А потом уже в посёлке мы снова встретились с радистом, хотя встреча не предвещалась. Муж тогда увёз сына к своим родителям, и я была одна. Тут уж мы с моим старым другом, да ещё в домашних условиях, оторвались «по полной». Он был старше меня порядком, лет на двадцать. Высокий, видный. Тогда-то я и разглядела его как следует. Пенис у него был большой, и сам он был опытный в этих делах. Ночами мы наслаждались от души. Тогда-то, наверное, я и залетела, забеременела вторым ребёнком. А хилым он был, потому что я пыталась избавиться от беременности, принимала разные снадобья. К счастью, к концу школы парень вытянулся, возмужал, и уже не производил впечатления заморыша.


Когда я работала в Голодной степи, понравилась одному прорабу, звали его Эдик. Он мне тоже был не безразличен, но был женат, имел семью, детей. Мы с ним встречались на окраине посёлка, на какой-то базе. Поспешно занимались прелюбодеянием и разбегались. Он был ласковый, но очень боялся своей жены и избегал огласки.
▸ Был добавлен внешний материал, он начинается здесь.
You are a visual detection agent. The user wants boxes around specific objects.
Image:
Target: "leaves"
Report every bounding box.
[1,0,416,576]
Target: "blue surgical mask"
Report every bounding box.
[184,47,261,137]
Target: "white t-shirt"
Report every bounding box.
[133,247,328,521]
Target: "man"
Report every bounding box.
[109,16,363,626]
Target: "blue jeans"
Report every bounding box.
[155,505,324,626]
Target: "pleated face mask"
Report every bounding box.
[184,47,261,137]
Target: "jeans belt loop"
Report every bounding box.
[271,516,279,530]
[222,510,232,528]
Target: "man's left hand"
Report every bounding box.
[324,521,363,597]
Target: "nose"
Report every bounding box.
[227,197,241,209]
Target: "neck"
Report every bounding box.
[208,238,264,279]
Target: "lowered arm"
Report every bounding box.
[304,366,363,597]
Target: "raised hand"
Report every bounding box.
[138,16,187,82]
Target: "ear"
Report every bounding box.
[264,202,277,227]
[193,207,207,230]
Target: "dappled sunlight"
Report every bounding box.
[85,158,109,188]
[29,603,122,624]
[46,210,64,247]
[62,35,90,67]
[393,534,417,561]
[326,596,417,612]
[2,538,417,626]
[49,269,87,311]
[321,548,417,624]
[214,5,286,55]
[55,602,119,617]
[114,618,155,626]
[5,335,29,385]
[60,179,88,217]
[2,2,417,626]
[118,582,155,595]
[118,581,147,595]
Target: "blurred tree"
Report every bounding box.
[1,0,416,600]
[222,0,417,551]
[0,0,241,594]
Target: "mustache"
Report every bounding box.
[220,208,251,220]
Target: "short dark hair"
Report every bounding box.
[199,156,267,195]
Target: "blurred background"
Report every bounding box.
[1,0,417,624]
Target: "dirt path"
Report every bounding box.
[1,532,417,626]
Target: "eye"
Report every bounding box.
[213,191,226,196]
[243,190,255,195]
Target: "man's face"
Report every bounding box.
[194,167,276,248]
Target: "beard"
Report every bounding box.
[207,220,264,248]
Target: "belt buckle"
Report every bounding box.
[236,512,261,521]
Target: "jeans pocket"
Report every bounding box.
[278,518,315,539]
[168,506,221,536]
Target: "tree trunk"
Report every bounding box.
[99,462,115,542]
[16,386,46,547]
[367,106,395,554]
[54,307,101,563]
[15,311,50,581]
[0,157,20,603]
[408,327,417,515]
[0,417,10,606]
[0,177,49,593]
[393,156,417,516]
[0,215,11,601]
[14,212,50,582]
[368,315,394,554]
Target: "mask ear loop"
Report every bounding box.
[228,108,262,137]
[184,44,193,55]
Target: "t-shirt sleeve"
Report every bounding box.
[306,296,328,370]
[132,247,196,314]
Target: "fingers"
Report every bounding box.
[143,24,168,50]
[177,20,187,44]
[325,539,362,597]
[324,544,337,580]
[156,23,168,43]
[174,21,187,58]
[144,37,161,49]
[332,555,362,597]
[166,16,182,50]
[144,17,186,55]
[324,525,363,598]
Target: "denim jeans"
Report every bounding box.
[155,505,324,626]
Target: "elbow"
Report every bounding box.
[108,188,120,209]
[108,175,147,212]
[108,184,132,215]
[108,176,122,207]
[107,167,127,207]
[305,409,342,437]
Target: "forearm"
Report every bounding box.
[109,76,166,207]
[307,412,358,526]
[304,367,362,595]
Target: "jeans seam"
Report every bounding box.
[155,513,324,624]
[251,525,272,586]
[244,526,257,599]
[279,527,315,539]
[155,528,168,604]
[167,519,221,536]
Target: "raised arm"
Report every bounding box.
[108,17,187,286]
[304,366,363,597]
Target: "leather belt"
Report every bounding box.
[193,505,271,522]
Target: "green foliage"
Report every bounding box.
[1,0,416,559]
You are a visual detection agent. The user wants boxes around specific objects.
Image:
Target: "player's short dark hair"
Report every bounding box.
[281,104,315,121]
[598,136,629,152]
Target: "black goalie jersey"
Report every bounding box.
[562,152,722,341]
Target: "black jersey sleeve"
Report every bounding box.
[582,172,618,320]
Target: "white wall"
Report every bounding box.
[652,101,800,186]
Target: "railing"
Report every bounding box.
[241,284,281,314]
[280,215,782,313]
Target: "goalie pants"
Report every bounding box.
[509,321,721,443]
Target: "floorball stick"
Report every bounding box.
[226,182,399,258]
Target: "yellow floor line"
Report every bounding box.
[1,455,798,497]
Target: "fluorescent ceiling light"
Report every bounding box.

Вскоре я решила поехать в областной центр и определиться дальше. Там намечались большие работы, и можно было рассчитывать на постоянное жительство. А пока что я была в полевой партии. Выбрав подходящий момент, захожу к руководству, начальником был узбек, и объясняю, мол, так и так: близкие мои родственники живут рядом с городом, свекровь моя может водиться с детьми, пока я по полям езжу, — отпустите меня. Подаю заявление. Он прочитал, внимательно оглядел меня и говорит: «Подписать можно, но при условии, если ты встретишься со мной». «Где? — спрашиваю я, — мне надо срочно уехать». «Приходи в перерыв в общежитие, знаешь, где я живу?». «Знаю», — ответила я. В обед только зашла в общежитие, он выходит навстречу и затаскивает меня в комнату, прислоняет к косяку, с нетерпением сдирает трусики, и стоя овладевает мной с бешеной страстью. Всё происходит стремительно быстро. Я подала заявление, он подписал, и я вышла. Правда, соседка засекла, когда я выходила. Но мне было уже всё равно. Вскоре я уехала. Потом через много лет, когда я уже жила и работала в городе, узбек приехал с отчётом в управление, и мы увиделись. «Может, встретимся?» — предложил он.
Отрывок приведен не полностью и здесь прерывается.